Case Study


We evaluated several commercial and open-source solutions. We looked at the features for tracking experiments, the ability to share, the quality of the documentation, and the willingness to add new features. Neptune was the best choice for our use cases.
James Tu
Research Scientist at Waabi

About Waabi

Waabi, founded by AI pioneer and visionary Raquel Urtasun, is building the next generation of self-driving truck technology. With a world-class team and an innovative, AI-first approach, Waabi is bringing the promise of self-driving closer to commercialization than ever before.

About team

The goal of the AI teams at Waabi is to develop a solution for self-driving trucks that can be used on a large scale. They do this by using deep learning, probabilistic inference, and complex optimization to create software that is end-to-end trainable, interpretable, and capable of very complex reasoning.

They organize their machine learning teams around different technical pillars. Each pillar is in charge of delivering technology for a different functional area. All teams have a mix of research and engineering projects.

Most of the time, their teams are built to be self-sufficient and able to deliver features and product capabilities from start to finish.


At a high level, AI teams at Waabi have a standard process to benchmark their research progress. They:

  • Establish a fair benchmark before they get too far into the work so that they know if they are making material progress. 
  • Set up baseline models, either from academic work or general knowledge.
  • Go through iterations of testing new ideas, validating them against the benchmark, and comparing them over time. 

They have a unified training workflow across all projects and datasets. This lets their teams train locally or on cloud infrastructure, scale training across a distributed cluster, and measure experimental results against end-to-end system performance metrics on a consistent benchmark suite. 

Sometimes they need to gather new data for that, whether from their vehicle fleet or other sources, depending on what problem they are solving and what is specific to that problem.  The Waabi team makes extensive use of the Waabi World simulator to accelerate their development

Waabi World and its core capabilities: World creation, camera and LiDAR sensor simulation, scenario generation and testing, and learning to drive in simulation
Waabi World and its core capabilities | Source


For autonomous systems to work, a self-driving system must achieve a complex understanding of the environment: 

  • The system needs to figure out where it is geographically
  • It needs to “see” and “make sense” of the world around it
  • It needs to be able to anticipate the behaviors from agents around, so it can decide what action to take.

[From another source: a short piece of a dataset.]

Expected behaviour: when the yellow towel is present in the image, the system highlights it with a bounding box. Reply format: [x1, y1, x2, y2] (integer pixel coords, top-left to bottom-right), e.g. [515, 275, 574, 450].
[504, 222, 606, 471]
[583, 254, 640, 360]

As you might have guessed, there are a lot of tasks that would need different types of data for maps, LiDAR, camera, radar, inertial, and other sensor data.

Large-scale experimentation within a large team creates problems

Most ML-based teams at Waabi have a standard workflow that’s experiment-focused, which involves many AI scientists and engineers working together to establish a baseline for a new project. This required the teams to: 

  • Launch many experiments for different tasks.
  • Seek model improvements by iteratively fine-tuning them.
  • Compare results against established benchmarks.
  • Collaborate on the same or different experiments as they look towards building an optimal production model for other teams.
avatar lazyload
Our ML teams at Waabi continuously run large-scale experiments with ML models. A significant challenge we faced was keeping track of the data they collected from experiments and exporting it in an organized and shareable way.
Neil Isaac Senior Staff Software Developer at Waabi

When the team began planning their experiments and running large-scale benchmarks, which they wanted to share and compare results from, the problem became clear. Depending on the project they are working on, they could launch over ten training jobs and experiments per day. They found that if they didn’t keep track of the data they got from experiments, it would make their development workflow less visible and consistent.

avatar lazyload
We consider visibility and consistency to be fundamental to our workflow.
Neil Isaac Senior Staff Software Developer at Waabi

Building benchmarks is vital to the team because they need to know they are building models with tangibly higher quality based on real data. If they make any mistakes in the benchmarking process, it could thwart the entire feature they are building. They want to ensure they are testing the system against a consistent benchmark over time.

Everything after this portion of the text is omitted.